Cavium Thunder-X

A few months ago, we talked briefly with the people of Cavium. Cavium is specialized in designing MIPS SoCs that enable intelligent networking, communications, storage, video, and security applications. The picture below sums it all up: present and future.

Cavium's "Thunder Project" started from Cavium's existing Octeon III network SoC, the CN78xx. Cavium's bread and butter has been integrating high speed network capabilities in SoCs, so you will be able to choose between SoCs that have 100 Gbit Ethernet and 10GBit Ethernet. PCI-Express roots and multiple SATA ports are all integrated. There is no doubt that Cavium can design a highly integrated feature-rich SoC, but what about the processing core?

The MIPS cores inside the Octeon are much simpler – dual-issue in-order – but also much smaller and need very little power compared to a typical server core. Four (28nm) MIPS cores can fit in the space of one (32nm) Sandy Bridge core.

Replace the MIPS decoders with ARMv8 decoders and you are almost there. However, while the Cavium Thunder-X is definitely not made to run SAP, server workloads are bit more demanding than network processing, so Cavium needed to beef up the Octeon cores. The new Thunder-X cores are still dual-issue, but they're now out-of-order instead of in-order, and the pipeline length has been increased from eight to nine stages to allow for higher clocks. Each core has a 78KB L1 Instruction cache and a 32KB data cache.
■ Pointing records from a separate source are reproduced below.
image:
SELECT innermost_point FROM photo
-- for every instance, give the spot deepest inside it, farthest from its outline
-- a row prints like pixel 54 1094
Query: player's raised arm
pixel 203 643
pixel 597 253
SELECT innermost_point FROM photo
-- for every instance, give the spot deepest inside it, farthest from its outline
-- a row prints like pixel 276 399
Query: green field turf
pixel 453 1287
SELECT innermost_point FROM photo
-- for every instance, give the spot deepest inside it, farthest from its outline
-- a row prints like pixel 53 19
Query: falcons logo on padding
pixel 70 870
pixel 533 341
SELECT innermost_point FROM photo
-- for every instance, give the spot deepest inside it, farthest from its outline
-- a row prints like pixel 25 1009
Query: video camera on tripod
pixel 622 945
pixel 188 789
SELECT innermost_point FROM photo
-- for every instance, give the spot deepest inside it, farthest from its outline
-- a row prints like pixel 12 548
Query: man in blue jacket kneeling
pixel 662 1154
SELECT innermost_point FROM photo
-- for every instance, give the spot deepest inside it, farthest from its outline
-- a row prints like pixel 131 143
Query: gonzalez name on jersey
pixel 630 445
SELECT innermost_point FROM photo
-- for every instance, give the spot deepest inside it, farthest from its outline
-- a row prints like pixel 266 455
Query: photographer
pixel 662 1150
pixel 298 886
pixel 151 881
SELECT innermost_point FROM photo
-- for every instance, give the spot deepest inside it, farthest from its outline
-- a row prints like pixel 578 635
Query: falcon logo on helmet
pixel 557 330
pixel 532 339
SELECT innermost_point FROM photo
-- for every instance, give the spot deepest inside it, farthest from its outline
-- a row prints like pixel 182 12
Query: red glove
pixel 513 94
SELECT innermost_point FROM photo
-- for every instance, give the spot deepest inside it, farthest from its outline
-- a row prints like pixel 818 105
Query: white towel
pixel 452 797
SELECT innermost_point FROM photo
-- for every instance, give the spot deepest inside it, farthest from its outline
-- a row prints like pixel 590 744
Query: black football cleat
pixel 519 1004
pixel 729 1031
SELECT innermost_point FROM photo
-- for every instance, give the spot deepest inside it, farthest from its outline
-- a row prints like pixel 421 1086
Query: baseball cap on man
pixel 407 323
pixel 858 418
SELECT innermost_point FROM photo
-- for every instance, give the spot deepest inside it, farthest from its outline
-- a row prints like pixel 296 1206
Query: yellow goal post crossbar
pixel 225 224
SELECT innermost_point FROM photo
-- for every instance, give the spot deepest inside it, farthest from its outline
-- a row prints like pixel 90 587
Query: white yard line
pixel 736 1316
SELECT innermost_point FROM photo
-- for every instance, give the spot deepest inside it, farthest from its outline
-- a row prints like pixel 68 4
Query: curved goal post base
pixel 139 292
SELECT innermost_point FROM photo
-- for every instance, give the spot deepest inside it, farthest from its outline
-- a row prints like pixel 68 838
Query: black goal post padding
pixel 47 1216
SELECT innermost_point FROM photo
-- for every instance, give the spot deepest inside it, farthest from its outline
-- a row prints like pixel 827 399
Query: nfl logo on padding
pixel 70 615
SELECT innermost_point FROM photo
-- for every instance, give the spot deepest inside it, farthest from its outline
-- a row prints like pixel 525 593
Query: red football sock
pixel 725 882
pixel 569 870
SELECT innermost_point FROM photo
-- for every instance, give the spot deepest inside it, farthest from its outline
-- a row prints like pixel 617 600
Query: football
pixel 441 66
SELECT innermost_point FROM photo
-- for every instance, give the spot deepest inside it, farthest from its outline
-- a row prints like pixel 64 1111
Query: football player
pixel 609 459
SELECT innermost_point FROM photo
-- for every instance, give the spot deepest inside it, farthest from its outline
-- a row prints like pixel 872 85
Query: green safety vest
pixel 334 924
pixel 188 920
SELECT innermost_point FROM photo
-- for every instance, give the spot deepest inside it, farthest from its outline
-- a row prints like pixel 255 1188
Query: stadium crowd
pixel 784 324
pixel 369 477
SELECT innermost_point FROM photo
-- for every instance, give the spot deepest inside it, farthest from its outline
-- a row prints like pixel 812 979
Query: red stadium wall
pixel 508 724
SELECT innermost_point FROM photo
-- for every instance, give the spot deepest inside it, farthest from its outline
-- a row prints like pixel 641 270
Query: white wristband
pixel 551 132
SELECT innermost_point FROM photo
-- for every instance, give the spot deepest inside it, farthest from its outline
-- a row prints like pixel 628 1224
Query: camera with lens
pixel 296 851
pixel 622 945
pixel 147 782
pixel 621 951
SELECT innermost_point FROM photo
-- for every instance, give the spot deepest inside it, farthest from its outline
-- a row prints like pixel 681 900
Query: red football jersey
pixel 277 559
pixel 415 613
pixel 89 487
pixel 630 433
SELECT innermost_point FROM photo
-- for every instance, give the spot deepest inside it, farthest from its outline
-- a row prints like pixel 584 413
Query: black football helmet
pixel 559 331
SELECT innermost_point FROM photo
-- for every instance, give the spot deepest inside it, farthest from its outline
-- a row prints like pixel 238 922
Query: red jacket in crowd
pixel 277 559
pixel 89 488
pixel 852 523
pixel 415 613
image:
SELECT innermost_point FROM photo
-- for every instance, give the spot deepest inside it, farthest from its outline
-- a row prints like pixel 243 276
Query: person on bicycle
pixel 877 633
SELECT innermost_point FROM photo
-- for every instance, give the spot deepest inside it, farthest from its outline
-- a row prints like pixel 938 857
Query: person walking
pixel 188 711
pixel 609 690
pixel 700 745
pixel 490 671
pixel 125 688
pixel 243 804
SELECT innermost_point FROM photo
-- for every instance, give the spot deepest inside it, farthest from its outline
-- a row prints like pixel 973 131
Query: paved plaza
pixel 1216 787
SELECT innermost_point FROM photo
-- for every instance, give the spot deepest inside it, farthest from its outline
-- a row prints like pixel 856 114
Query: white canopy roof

The 37-way 78KB L1 I cache is certainly odd, but it might be more than just "network processor heritage". Our own testing and a few academic studies have shown that scale-out workloads such as memcached have a higher than normal (meaning the typical SPECIntRate2006 characterization) I-cache miss rate. The reason is that these applications run a lot of kernel code, and more specifically the code of the network stack. As a result, the software footprint is much higher than expected.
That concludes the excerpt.